H1 2020 offers meaningful lessons
So we begin the second half of 2020, leaving behind us two of the most extraordinary calendar quarters in
history. But the difference in experience from an investment perspective versus the general public and most
of the economy could hardly be any more stark. Capital markets suffered the most rapid and one of the
deepest bear markets in Q1, only to be followed by one of the highest ever recorded quarterly stock
market gains in history (please see the table of asset class returns in the second article). The general public,
and the economy in general, on the other hand spent Q2 bearing the full impact of the COVID-19
lockdowns. We review the last quarter in the context of the year so far in our next article: Walking the
tightrope: a quarter in review, but most investors with globally-diversified investments would probably agree
that as things stand right now, their portfolios have experienced a much better time than they have had
personally
Walking the tightrope: a quarter in review
We are halfway through the most disturbing year in generations and that much-used word won’t go away:
unprecedented. Over the course of the first quarter, it became steadily more probable that the coronavirus
crisis that had started in China would engulf everything around us. In late February, stock markets finally
faced up to the inevitable and nose-dived. Investors’ mad dash for the exit accelerated throughout March,
turning the sell-off into a sell-out of tradeable financial assets, resulting in the most rapid stock market crash
on record.
In Q2, the global lockdown fears that had pushed equities off a cliff became reality and the world economy
followed stock markets, falling into the fastest and deepest recession in history. And yet, once central banks
pledged open-ended amounts of emergency liquidity to capital markets, the ‘dash for cash’ ended just as
abruptly. Global stock markets regained their composure and climbed higher, based on the insight that
Q1’s illiquidity fears had driven markets lower than even a severe recession would justify.

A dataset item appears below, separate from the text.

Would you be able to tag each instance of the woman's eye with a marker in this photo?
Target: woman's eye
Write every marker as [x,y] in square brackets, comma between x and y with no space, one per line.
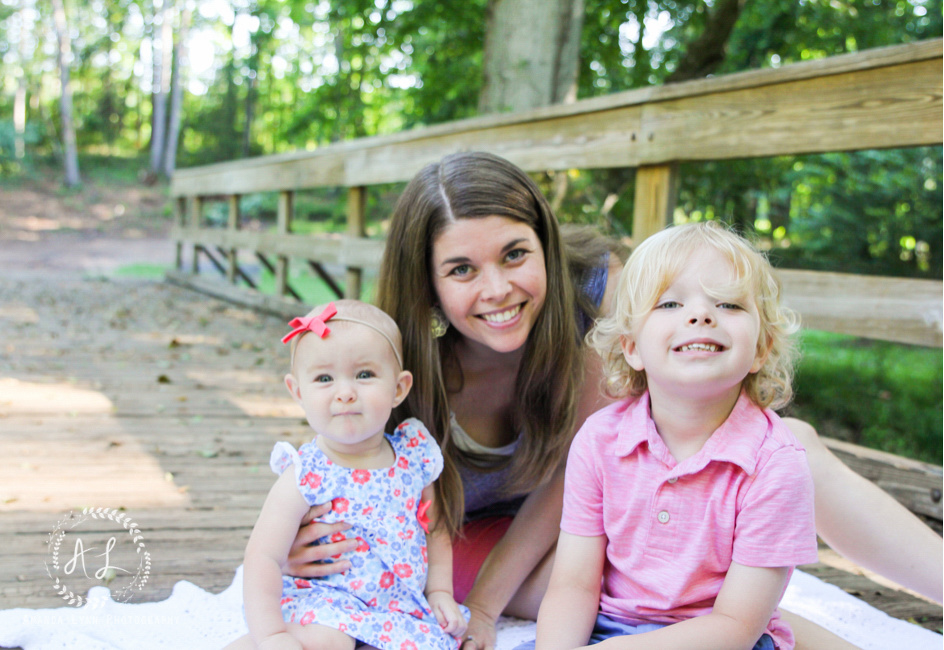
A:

For China as a superpower, global disapproval comes with the territory
The national security law that China imposed on Hong Kong this week might be Beijing’s boldest political
decision in years. For some time, the Communist Party has been chipping away at the “one country, two
systems” principle contained in the 1984 Sino-British Joint Declaration. It has now smashed it to pieces in
one fell swoop. By granting itself sweeping powers to imprison Hong Kong citizens for life over vague
sedition charges, Beijing has declared (not just to Hong Kong but the world) that there is one country, one
system, one party.
State media has portrayed the law as a necessary response to unrest, targeting only an extreme minority.
But, as demonstrated by the millions in the streets and a landslide victory in November’s local elections,
pro-democracy activists have majority support. Those activists are well aware what the law means for their
own movement. Pro-democracy group Demosisto has now disbanded, and one activist has skipped bail and
fled the city, fearing his own safety.